Given the tool's complexity, does the description cover enough for an agent to succeed on first attempt?
Given the complexity of semantic search, the description thoroughly explains the difference from lexical search and tells the agent when to use each. An output schema exists (not shown but noted), so return values are covered. For a search tool, this is complete.
Complex tools with many parameters or behaviors need more documentation. Simple tools need less. This dimension scales expectations accordingly.
Does the description clarify parameter syntax, constraints, interactions, or defaults beyond what the schema provides?
Schema coverage is 100% with all parameters described. The description adds value by explaining the `topic` parameter's semantic nature with good examples and contrasting with `search_episodes`. Other parameters like `show_guid` reference other tools for clarity. Additional value beyond schema warrants a 4.
Input schemas describe structure but not intent. Descriptions should explain non-obvious parameter relationships and valid value ranges.
Does the description clearly state what the tool does and how it differs from similar tools?
The description explicitly states 'Semantic topic search across the podcast catalog' and contrasts with the sibling tool `search_episodes` which does lexical matching. It provides concrete examples like 'AI safety' matching 'AI alignment', making the purpose precise and unambiguous.
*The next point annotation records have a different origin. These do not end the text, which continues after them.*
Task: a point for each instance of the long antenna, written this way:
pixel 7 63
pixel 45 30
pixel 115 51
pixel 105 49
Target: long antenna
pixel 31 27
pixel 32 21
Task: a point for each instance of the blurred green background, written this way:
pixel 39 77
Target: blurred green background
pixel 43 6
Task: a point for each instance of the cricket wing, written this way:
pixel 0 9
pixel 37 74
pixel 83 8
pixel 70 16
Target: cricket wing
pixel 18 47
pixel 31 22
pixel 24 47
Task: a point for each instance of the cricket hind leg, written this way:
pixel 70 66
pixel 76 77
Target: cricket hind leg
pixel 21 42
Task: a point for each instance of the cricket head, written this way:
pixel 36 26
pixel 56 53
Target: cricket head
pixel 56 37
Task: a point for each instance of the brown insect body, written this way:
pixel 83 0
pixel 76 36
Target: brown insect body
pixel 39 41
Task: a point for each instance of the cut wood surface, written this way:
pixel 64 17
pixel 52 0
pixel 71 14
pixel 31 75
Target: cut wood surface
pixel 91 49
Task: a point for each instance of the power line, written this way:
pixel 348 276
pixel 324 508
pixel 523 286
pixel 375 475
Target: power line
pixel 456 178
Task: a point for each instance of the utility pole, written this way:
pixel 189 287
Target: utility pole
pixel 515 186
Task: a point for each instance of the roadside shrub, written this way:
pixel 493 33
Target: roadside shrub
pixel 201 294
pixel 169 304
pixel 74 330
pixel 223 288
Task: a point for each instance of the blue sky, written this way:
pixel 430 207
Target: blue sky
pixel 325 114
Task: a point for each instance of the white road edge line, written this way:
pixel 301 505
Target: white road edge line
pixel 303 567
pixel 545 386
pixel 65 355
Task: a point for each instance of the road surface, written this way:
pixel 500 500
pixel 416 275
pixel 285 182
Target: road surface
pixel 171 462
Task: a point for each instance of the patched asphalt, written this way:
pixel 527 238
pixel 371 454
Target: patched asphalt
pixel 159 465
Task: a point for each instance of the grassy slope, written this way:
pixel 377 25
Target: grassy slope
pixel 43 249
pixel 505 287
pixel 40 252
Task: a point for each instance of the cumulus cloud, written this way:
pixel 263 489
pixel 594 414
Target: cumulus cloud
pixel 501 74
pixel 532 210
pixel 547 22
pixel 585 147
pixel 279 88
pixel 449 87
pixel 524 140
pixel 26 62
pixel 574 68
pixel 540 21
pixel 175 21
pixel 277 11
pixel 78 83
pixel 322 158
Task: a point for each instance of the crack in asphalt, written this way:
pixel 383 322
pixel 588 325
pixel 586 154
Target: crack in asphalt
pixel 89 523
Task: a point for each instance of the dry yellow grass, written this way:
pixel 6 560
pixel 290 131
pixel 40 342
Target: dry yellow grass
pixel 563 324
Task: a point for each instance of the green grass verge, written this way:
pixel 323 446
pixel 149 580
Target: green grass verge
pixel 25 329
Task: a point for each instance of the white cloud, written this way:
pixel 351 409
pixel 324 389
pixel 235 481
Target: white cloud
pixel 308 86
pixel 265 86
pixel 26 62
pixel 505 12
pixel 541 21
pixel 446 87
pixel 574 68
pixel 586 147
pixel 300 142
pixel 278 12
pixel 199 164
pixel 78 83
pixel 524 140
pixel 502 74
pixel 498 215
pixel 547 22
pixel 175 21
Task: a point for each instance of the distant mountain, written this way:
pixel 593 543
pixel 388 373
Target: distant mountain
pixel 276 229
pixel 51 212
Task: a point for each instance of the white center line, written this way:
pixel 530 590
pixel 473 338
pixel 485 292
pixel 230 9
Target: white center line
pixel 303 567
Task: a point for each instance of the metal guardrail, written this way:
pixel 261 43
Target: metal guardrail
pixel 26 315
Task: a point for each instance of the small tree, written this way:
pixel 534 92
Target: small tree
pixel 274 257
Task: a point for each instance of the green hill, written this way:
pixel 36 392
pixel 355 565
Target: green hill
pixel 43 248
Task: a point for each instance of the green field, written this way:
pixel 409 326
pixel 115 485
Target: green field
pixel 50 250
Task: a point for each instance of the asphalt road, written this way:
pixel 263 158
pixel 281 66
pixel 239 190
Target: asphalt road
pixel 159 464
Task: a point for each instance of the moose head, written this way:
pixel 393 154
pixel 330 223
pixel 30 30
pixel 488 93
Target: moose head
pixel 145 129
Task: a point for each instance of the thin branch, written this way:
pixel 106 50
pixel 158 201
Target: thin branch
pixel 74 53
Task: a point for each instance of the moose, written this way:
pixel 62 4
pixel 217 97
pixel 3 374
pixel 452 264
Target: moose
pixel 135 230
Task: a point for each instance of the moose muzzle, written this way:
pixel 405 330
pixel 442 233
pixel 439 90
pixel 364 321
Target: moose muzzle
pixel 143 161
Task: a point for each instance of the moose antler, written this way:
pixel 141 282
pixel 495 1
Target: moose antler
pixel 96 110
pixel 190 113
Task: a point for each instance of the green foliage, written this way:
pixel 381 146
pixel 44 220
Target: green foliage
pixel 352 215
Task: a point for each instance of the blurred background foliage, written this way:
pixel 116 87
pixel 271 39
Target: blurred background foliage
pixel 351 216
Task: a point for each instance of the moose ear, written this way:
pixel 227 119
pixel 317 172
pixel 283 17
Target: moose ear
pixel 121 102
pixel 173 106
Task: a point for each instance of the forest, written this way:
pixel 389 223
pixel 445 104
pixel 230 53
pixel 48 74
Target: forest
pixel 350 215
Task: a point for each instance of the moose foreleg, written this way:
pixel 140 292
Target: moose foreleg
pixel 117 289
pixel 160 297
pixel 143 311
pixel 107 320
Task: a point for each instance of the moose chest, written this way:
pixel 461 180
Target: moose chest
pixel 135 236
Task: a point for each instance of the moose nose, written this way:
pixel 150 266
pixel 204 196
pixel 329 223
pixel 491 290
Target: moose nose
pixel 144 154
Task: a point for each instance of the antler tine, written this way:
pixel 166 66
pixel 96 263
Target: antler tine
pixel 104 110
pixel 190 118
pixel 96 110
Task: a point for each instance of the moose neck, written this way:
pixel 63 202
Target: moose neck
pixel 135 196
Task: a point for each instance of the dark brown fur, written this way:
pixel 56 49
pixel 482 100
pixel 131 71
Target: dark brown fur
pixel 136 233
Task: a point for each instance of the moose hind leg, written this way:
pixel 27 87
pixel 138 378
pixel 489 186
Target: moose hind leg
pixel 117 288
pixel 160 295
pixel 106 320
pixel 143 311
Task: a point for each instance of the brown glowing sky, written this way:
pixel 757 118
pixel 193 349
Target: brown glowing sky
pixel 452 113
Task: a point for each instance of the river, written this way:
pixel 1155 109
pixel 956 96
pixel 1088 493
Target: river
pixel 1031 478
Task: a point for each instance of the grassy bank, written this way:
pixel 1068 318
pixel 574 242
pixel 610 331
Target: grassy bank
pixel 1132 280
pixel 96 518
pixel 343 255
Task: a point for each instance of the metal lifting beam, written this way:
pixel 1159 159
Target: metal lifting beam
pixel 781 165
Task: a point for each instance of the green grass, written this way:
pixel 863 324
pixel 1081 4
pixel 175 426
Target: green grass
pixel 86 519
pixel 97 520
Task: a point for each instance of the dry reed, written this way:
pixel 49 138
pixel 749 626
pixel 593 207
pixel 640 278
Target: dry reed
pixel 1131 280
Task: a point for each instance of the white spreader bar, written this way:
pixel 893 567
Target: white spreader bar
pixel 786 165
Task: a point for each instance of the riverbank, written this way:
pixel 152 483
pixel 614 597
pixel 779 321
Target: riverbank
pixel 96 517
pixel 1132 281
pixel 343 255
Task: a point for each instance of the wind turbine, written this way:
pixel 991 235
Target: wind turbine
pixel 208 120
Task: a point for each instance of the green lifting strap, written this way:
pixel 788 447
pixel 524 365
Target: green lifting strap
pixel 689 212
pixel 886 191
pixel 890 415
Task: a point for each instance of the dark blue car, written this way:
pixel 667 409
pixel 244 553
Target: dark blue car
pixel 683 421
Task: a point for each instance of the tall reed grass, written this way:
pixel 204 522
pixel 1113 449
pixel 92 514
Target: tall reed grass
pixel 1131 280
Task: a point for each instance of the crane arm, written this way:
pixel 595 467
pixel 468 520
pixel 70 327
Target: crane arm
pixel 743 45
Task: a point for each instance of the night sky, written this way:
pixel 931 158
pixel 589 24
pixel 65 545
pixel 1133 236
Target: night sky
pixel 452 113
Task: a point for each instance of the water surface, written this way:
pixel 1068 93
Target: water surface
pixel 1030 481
Agents choose between tools based on descriptions. A clear purpose with a specific verb and resource helps agents select the right tool.
Does the description explain when to use this tool, when not to, or what alternatives exist?
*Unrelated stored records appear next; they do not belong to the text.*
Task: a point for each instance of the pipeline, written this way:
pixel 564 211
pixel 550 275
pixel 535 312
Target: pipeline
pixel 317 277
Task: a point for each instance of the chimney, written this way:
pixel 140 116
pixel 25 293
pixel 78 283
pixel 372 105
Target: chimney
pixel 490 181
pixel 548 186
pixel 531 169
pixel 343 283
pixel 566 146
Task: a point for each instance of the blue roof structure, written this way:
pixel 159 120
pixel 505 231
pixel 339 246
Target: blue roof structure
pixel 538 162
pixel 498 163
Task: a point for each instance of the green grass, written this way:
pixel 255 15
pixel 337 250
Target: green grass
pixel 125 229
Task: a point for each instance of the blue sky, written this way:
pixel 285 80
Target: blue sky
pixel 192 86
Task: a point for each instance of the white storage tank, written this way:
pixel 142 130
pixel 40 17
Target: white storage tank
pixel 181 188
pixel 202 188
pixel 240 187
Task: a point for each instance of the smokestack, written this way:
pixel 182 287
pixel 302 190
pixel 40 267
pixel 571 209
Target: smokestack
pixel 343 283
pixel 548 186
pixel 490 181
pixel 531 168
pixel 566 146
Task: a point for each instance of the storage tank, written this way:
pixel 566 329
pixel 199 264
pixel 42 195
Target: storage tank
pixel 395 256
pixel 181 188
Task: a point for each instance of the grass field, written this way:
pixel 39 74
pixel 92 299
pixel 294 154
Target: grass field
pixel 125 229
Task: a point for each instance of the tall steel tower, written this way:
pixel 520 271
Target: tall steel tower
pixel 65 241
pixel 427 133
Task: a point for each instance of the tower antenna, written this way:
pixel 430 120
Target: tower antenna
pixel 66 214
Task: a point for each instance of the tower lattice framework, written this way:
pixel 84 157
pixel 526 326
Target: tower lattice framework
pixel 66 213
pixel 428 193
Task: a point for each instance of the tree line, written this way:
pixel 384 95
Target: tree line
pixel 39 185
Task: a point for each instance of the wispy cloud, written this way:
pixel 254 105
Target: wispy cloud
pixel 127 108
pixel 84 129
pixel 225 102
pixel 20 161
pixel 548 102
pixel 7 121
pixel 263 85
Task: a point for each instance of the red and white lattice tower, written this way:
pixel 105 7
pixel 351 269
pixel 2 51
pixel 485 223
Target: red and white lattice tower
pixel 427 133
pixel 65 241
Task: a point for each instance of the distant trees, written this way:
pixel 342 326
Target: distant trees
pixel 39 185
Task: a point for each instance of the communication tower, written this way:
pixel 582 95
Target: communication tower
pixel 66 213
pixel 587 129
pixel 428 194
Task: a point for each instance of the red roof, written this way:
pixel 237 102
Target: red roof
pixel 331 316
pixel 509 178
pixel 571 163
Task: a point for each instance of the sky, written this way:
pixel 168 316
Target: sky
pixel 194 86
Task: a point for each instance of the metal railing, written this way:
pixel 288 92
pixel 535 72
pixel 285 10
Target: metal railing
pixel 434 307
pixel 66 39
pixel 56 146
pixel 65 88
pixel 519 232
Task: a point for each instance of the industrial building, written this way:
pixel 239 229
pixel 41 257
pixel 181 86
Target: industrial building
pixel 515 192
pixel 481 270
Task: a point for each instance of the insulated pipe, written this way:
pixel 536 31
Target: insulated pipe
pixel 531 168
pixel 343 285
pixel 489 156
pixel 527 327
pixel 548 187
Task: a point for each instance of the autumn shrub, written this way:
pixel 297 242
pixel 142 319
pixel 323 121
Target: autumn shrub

Provides explicit guidance on when to use this tool versus `search_episodes`: 'Best for conceptual or thematic queries — use `search_episodes` instead when the user is looking for a specific person, product, or verbatim phrase.' Also explains that it returns matched topic phrases to explain relevance before fetching transcripts.
Agents often have multiple tools that could apply. Explicit usage guidance like "use X instead of Y when Z" prevents misuse.